We can be like Chamonix, with its deep, unfettered, professionalized mountaineering culture, no more easily, it seems, than we can truly emulate Zermatt, with its deeply ingrained culture of professionalized hospitality.
At all three European resorts where we skied, the vast majority of skiers were intermediate. They did not stray one single foot from the groomed pistes, even when there was untracked powder just a few feet away. We skied a lot of slopes that had barely been touched, but would have been entirely bumped up if they were in the U.S. Of course, we don’t have to worry about crevasses and seracs here or terrain so expansive and unpatrolled that one could easily get lost out there.
This likely varies from country to country, but where we skied it seemed there is a sharp distinction between recreational skiing – intermediate, stay on piste, enjoy a leisurely lunch, anyone can do it – and mountaineering, which is reserved for true experts.
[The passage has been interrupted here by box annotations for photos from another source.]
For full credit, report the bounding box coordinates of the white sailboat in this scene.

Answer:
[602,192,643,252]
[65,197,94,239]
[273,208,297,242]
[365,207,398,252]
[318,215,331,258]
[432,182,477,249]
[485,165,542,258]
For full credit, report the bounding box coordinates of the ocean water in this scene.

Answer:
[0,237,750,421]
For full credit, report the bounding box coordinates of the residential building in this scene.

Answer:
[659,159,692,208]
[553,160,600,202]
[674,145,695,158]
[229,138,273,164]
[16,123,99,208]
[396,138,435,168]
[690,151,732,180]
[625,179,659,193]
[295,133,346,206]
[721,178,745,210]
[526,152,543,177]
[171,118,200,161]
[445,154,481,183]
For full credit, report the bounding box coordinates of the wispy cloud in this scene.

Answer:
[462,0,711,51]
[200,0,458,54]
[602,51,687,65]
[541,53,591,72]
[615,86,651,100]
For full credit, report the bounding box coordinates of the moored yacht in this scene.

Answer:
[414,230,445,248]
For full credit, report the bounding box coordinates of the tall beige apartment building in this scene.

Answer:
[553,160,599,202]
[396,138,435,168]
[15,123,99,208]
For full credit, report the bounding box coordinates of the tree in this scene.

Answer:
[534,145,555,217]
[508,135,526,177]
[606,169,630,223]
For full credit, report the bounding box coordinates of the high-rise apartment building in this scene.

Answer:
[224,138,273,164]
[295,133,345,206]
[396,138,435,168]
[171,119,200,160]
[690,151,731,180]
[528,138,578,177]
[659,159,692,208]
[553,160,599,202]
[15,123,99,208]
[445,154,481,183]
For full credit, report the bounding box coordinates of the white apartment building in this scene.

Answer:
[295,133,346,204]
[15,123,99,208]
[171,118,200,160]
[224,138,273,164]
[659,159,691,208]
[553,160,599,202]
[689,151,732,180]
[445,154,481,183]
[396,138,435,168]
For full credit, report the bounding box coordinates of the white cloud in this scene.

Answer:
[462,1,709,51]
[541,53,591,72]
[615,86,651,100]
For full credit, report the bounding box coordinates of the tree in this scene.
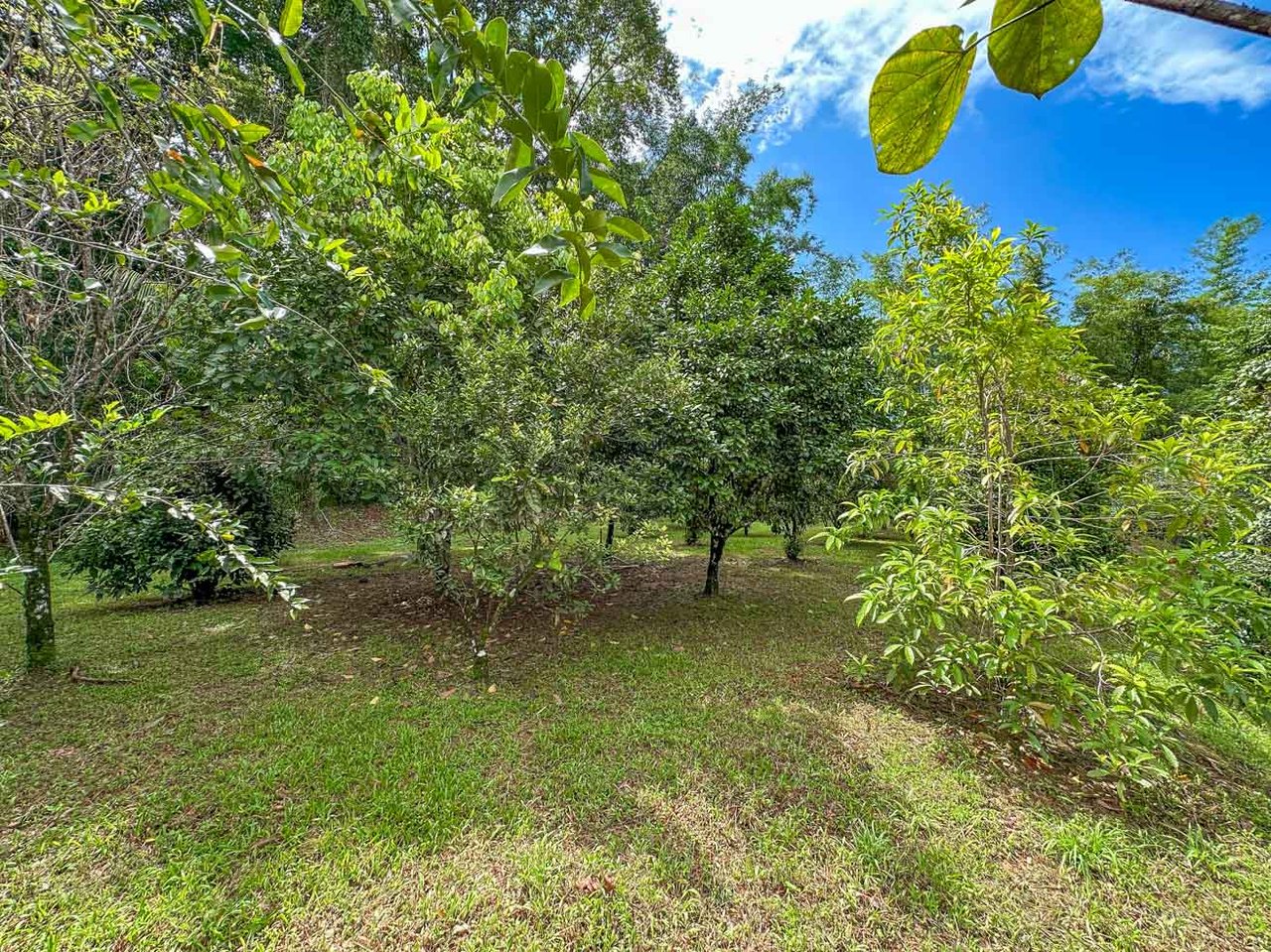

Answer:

In America, we all imagine that we will not be intermediate for long and we will all someday stand on the summit. It takes five years of higher education to become a certified guide in Chamonix. Still, the unwary get in trouble all the time. Three skiers died in an avalanche off-piste at Les Grand Montets the day before we arrived. “It just means the snow is good,” the desk clerk at our hotel shrugged. Good off-piste, but not on-piste, and there’s the rub.
“There is nothing more beautiful than powder skiing,” our guide in the Vallee Blanche said, “and nothing more dangerous.”
Telluride has the essential ingredients for great on- and off-piste skiing that nature supplies: terrain and snow. It is our culture and our political system that, for better or worse, prevent us from offering what the best of the resorts in the Alps offer. In America, we allow a schmuck like Chapman to run amuck. By the opposite token, if Telluride were located in the Alps there would have been a tram from town up into Upper Bear Creek decades ago, and probably another accessing Ajax itself. We would be skiing to Silverton or Ouray from Telluride for lunch. We’d be off-piste in further reaches of the San Juans, as in Chamonix, where even the lesser ski areas provide lift access to great off-piste, according to our guide.
This is trash talk to our local environmentalist community, of course, which is up in arms over Telski’s modest plan for guided tours in Bear Creek, never mind any talk of future lifts there. Well, whatever it takes to protect our secret powder stashes, I suppose.
In the harsh aftermath of our great real estate bubble, there seems no doubt that Telluride has lost its innocence. And yet the die is not entirely cast, either. Though we have squandered far too many opportunities, there are great possibilities ahead. Unlike Chamonix or Verbier or Zermatt, we have not yet entirely fulfilled our destiny. We might still realize our potential to be something more, that rare place where the lift-served skiing is indeed great (like Verbier), the mountaineering is unfettered (like Chamonix), and, hardest of all given our all-American political and cultural biases and inhibitions and macroeconomic forces we can’t control, the community is intact (like Zermatt).
As we continue to dream of a more perfect ski town and strive to be worthy guardians of this place, both its exceptional environment and its endangered community, let us ponder the words of John Greenleaf Whittier: “For of all sad words of tongue and pen, The saddest are these: It might have been.”
Because someday, if we can’t figure out how to meet the challenges to our sustainability, we will run out of chances and it really will be too late.